Kadispora Kota Serang Zeka Bachdi menambahkan bahwa bus city tour ini terinspirasi dari kesuksesan transportasi wisata di kota-kota besar seperti Bandung.
Pemkot Serang ingin menciptakan pengalaman wisata yang tidak kalah menarik.
Bus yang akan beroperasi bukan sekadar kendaraan umum biasa, melainkan bus pariwisata dengan fasilitas pendukung.
DAMRI diminta menyiapkan 3-5 unit bus yang beroperasi setiap hari.
“Konsepnya mirip Bus Tubagus yang sudah kami miliki, atau seperti bus wisata di Bandung.

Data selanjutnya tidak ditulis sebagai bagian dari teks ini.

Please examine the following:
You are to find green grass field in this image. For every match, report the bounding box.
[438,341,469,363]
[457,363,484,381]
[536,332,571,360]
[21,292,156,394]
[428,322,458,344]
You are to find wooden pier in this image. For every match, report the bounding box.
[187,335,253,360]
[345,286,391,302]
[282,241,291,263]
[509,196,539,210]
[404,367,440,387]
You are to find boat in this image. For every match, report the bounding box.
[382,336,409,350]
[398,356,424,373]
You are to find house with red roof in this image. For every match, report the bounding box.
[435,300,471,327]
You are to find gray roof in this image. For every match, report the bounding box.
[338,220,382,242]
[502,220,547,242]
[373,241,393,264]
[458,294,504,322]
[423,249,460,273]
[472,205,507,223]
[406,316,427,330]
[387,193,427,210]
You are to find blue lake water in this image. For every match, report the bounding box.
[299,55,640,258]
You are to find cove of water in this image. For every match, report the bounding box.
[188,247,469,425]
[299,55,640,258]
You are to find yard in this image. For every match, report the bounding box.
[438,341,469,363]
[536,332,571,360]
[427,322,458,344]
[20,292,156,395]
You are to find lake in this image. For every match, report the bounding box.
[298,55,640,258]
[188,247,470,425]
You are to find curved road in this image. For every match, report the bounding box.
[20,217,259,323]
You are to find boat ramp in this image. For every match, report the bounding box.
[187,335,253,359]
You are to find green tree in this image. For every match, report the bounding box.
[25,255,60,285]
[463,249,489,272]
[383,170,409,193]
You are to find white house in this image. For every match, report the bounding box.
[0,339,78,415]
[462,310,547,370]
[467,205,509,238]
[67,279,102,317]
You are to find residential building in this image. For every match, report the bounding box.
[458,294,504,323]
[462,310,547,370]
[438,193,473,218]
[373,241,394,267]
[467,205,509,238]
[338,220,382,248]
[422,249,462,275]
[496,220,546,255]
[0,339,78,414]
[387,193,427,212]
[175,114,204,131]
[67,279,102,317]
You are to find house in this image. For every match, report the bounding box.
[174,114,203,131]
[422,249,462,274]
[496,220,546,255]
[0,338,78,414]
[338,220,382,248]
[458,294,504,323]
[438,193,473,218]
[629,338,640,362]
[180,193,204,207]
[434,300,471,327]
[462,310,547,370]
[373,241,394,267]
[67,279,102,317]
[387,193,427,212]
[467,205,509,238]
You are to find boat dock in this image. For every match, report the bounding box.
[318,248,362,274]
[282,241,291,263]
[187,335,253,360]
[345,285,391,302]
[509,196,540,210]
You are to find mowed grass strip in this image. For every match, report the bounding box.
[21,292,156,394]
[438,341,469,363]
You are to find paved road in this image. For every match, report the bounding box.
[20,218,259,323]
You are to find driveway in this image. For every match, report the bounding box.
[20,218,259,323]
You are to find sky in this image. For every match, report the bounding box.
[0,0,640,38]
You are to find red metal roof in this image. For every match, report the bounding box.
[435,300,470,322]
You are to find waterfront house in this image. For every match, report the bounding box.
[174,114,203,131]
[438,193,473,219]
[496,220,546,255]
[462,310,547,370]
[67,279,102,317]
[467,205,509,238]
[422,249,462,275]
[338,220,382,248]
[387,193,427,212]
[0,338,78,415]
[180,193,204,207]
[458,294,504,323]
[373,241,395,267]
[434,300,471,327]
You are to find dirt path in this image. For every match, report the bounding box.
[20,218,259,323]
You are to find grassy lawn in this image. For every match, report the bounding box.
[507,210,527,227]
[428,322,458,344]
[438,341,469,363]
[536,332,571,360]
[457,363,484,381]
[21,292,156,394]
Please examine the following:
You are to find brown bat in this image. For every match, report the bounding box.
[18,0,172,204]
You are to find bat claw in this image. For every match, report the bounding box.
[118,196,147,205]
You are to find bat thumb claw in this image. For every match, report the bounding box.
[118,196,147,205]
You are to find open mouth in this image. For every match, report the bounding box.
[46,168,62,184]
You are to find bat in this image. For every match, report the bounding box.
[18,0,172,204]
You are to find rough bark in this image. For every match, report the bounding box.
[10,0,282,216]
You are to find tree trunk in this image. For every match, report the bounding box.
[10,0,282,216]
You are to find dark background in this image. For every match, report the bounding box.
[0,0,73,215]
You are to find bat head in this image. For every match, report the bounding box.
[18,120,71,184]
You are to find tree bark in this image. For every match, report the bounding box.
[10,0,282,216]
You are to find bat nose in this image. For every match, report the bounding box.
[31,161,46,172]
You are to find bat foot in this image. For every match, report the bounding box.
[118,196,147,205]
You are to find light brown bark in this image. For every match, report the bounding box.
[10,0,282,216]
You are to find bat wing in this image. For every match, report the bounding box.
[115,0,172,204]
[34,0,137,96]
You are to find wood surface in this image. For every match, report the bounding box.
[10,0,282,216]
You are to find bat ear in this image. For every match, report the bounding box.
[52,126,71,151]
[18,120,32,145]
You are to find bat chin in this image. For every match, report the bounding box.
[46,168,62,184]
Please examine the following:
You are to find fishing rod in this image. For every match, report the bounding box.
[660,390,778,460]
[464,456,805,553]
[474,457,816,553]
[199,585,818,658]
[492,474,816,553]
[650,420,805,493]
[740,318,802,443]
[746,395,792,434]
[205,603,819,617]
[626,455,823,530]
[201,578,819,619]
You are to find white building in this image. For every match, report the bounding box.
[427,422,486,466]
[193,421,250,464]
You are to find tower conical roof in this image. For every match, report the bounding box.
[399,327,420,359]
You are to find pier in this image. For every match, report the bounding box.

Bukan bus biasa, tapi bus pariwisata dengan fasilitas lengkap,” papar Zeka.
Berdasarkan rancangan sementara, perjalanan dimulai dari Terminal Pakupatan menuju Gedung Juang, dilanjutkan ke Masjid Agung Ats-Tsauroh.
Rute selanjutnya menuju Banten Lama, Benteng Speelwijk, hingga Benteng Kaibon.
Perjalanan diakhiri dengan kunjungan ke sentra Industri Kecil Menengah (IKM) dan UKM Kota Serang.
Total waktu tempuh diperkirakan 1-1,5 jam, memberikan pengalaman wisata yang padat namun tidak melelahkan.
“Rute lengkap dari Terminal Pakupatan, Gedung Juang, Masjid Agung, Banten Lama, Benteng Speelwijk, Benteng Kaibon, hingga sentra UKM. Durasi maksimal 1,5 jam,” rinci Zeka.
Tahap Finalisasi Juli 2025
Program city tour masih dalam tahap konseptual dan menunggu respons resmi dari DAMRI.